When the New York Times reported on the study, the headline was, “Many Women Prefer to Groom, Citing Hygiene (and Baffling Doctors).” I bet that almost all medical doctors, even the un-baffled ones, would tell you that having pubic hair is what decreases infection and disease, while shaving or waxing will actually increase the chance of STDs, ingrown hairs, cysts and other awful things you don’t want to experience down there.
Let’s not forget that in modern times, it’s the clever advertising of big corporations that have most prominently shamed female body hair in order to sell us the answer to getting rid of it.
Today, I shave sometimes, but most of the time I don’t.
Looking back at the reactions I’ve had to that, plus the self-confidence journey I’ve been on since making that decision, I wonder why a woman’s choice in dealing with her body hair a) determines how attractive she is, and b) has an impact on her personal confidence and self-esteem levels.
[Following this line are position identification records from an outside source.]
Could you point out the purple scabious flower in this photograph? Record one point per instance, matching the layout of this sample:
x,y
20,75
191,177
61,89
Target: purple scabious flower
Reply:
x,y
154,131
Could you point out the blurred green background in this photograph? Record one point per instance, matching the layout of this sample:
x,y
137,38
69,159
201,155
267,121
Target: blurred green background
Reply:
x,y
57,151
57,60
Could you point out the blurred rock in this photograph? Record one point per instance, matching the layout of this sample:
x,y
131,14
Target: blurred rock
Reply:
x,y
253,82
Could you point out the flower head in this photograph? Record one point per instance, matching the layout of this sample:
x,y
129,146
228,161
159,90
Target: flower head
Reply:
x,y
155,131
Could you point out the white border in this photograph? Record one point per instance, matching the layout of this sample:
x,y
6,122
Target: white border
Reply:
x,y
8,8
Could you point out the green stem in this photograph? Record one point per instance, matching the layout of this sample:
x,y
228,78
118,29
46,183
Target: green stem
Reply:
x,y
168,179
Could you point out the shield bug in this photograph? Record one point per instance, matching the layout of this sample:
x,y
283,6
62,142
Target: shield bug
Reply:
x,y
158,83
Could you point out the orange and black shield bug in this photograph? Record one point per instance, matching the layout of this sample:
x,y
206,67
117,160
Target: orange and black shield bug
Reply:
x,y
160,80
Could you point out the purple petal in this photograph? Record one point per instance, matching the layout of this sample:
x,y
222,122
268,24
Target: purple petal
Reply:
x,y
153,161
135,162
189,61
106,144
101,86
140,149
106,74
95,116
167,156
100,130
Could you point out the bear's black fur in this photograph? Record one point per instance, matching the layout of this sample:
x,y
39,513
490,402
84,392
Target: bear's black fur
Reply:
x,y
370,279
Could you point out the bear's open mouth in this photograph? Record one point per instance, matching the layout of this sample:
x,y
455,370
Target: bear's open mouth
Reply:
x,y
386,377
What motivates your grooming habits?
For me, it’s about comfort and freedom.
Thousands of dollars on hair removal? Hundreds of hours dedicated to depilatory procedures? Dutifully performing said procedures to placate the voices in my head telling me I would be more attractive and somehow more worthy if I complied? At some point, this stopped feeling like freedom to me.
A soft bush, no more stubble or ingrown hair, thousands of dollars and hours saved and comfort in my own skin…Freedom!
And, to answer the question, do my sex partners mind the bush?
Yes. Of course, there are people who mind. But those who do mind don’t make it into my phonebook, let alone into my pants.
But there are plenty of others who do not mind at all. People who do not notice my body hair or lack thereof, because they’re too caught up in how transcendental the act of sexual union is.
When your choices are tempered by what someone else has deemed to be attractive in their ideal partner, are you truly free?
What does a future with that person look like?
Why does anyone care what my armpits look like? My pubes? Why do I care about anything other than feeling comfortable?
I like to believe that we are on the path toward a world where everyone is given the freedom to be themselves, however that manifests for us.
And maybe a bunch of women running around with hairy armpits to make the point that body hair doesn’t matter and we are free to choose, is the step we need right now toward more freedom for all of us.